El Parador sopla 50 velas como referente turístico

La conmemoración sumará acciones como un postre o un CD basados en los años 60

Soria era lugar de parada y fonda, pero pocos se atrevían a hablar de turismo tal y como hoy se entiende. Corría 1966 y la provincia se desangraba con la inmigración. Pero el 16 de noviembre de aquel año, el Estado apostó por poner a la capital en el mapa de los viajeros. Abría sus puertas el Parador de Turismo, que ahora sopla sus primeras 50 velas con una salud envidiable y ganas de sumar.

Su director, Manuel Vieites, explica que «somos viejos jóvenes». Como en otros muchos puntos de España, el sello de Paradores llevó a «crear iniciativas turísticas donde antes no había». Gallego de nacimiento, pocos sorianos presumen tanto de esta tierra que «tiene mucho que ofrecer».

En su primera etapa, el hotel contaba con 14 habitaciones. A mediados de la década de los 80 se amplió a 34 y hoy son 64 tras la reforma acometida en 2005, que sumó parte de la histórica muralla de la ciudad a sus instalaciones haciéndolo más soriano si cabe. Ignacio Gárate y Manuel Sainz de Vicuña proyectaron la primera inversión de 25 millones de pesetas. Casi 40 años después, Martín Domínguez diseñó su aspecto actual.

Precisamente esa implicación con la sociedad, esa «sinergía», es una de las facetas que destaca su director. «El turismo que pretendemos es un turismo de calidad, interesado en disfrutar de la ciudad, que deje beneficio a Soria». Para ello la apuesta es ofrecer más que alojamiento «una experiencia» y dejar «una labor importante para las nuevas generaciones» en materia de promoción turística. El futuro pasa por «un ámbito transversal» en el que todos sumen.

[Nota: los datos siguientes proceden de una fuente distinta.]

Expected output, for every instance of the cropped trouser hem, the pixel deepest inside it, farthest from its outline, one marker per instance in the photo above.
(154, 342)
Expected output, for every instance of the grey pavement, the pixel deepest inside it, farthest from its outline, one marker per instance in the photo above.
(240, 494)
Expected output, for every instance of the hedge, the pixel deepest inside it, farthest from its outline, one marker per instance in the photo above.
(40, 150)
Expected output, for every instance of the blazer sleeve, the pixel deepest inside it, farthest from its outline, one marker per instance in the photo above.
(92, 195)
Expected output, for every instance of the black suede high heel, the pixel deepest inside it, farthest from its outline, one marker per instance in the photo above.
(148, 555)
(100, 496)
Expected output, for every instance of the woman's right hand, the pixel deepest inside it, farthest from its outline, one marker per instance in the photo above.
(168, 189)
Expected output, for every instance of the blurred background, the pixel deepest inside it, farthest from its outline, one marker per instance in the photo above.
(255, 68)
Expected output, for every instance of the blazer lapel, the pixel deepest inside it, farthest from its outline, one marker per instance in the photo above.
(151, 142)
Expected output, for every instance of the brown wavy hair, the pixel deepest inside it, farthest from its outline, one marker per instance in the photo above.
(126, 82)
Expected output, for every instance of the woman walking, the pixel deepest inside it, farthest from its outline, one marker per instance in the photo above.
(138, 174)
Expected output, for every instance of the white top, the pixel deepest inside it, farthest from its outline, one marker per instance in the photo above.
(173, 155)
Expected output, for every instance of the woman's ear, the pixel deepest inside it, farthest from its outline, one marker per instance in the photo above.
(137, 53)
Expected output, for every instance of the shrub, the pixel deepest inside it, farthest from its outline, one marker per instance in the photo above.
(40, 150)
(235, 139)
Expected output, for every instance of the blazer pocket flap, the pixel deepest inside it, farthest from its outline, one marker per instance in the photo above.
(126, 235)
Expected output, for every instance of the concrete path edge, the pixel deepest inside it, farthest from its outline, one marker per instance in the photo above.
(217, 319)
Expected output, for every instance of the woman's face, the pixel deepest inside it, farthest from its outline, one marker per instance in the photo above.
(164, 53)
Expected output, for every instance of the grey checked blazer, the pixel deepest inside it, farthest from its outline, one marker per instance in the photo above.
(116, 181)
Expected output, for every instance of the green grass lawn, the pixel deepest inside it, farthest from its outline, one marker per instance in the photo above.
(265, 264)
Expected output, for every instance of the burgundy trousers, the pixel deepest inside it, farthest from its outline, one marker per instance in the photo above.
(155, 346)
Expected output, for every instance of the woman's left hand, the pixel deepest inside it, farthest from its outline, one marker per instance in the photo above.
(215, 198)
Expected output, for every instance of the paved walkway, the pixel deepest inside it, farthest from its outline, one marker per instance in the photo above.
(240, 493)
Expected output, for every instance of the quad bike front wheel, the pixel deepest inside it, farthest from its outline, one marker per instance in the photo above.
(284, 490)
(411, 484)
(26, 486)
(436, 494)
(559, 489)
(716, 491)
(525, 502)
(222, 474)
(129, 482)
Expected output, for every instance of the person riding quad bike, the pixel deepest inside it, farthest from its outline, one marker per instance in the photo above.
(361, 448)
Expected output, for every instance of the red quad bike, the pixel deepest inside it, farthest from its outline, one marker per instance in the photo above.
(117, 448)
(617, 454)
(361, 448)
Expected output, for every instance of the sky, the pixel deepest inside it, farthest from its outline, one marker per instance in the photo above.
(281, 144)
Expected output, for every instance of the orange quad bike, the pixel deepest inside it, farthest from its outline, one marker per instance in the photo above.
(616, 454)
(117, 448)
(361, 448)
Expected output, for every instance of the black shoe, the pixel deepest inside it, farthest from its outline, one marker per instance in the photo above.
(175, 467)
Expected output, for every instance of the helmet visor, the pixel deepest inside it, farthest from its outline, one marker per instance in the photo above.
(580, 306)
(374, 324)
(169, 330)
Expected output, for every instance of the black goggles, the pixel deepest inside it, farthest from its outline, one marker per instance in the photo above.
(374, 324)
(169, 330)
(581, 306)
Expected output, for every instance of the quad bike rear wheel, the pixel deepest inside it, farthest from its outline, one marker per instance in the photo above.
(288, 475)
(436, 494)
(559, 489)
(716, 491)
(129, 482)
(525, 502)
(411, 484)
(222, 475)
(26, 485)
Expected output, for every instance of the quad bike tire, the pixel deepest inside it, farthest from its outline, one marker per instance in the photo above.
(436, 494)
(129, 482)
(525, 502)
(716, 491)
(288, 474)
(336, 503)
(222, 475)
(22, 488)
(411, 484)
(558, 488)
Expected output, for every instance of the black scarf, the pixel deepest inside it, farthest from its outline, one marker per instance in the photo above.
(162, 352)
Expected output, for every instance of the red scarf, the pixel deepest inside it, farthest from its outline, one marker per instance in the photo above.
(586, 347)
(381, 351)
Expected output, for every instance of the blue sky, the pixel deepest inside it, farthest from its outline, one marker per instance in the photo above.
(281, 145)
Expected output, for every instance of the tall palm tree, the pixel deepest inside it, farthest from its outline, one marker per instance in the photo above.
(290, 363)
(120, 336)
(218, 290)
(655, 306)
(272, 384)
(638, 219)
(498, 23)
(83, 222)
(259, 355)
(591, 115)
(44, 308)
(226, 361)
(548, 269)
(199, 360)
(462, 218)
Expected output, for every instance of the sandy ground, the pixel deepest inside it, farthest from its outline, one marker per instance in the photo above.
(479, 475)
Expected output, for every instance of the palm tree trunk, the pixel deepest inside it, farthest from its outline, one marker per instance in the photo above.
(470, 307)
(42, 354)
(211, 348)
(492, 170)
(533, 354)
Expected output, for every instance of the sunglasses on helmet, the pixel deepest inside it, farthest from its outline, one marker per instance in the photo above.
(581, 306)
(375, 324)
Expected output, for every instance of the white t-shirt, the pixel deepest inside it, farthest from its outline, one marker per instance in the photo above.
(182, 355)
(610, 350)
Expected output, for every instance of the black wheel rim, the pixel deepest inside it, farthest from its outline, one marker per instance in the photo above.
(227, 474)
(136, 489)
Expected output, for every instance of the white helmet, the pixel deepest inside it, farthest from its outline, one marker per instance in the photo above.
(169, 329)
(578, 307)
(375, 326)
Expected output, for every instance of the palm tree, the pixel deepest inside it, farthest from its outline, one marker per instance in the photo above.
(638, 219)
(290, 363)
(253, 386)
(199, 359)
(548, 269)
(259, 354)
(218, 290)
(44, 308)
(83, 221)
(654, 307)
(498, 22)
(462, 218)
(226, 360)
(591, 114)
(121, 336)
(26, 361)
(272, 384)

Bajo esa premisa «Soria tiene que creer que tiene un Parador» al que sumar «actividades como la de este fin de semana (el Nacional de Duatlón), trasladar la riqueza de la biodiversidad, un patrimonio como San Juan de Duero o San Saturio…». Y, claro está, ese Antonio Machado que da nombre y espíritu al establecimiento. «Es el mejor punto para ver la curva de ballesta del Duero» y, «como dicen los franceses, lo primero es ubicación, lo segundo ubicación y lo tercero ubicación» y el hotel la tiene en la poesía.

Ese guiño internacional, gracias también a Turespaña, le ha convertido en punta de lanza en Soria del todavía escaso turismo extranjero gracias a visitantes «del Benelux, de Inglaterra, Francia, Alemania o Estados Unidos. Lo que necesitan es una experiencia, que tengan aquí una buena etapa, un trato adecuado, que disfruten del ámbito medioambiental y que se vayan hablando bien. Son nuestra mejor tarjeta de presentación». La autovía a Madrid, «no vamos a engañarnos», también aporta su granito de arena y por ende a la «fidelización».

Por eso el gusto por el detalle y el sabor soriano llega a su restaurante, capitaneado por Carlos Aldea «y un gran equipo de cocina que hace fácil el trabajo de cualquier director». Palabras como «ilusión», «actitud» o «sobre todo gran persona» enmarcan a una apuesta gastronómica para que «el cliente perciba la calidad en lo cotidiano».

Por ello, en este 50 aniversario se presentará un postre basado en 1966 para que el paladar también celebre el cumpleaños. También un CD de música de los años 60 recordará a los más melómanos que hay cosas que no pasan de moda y a las que el tiempo les rejuvenece. Como al Parador de Soria, claro.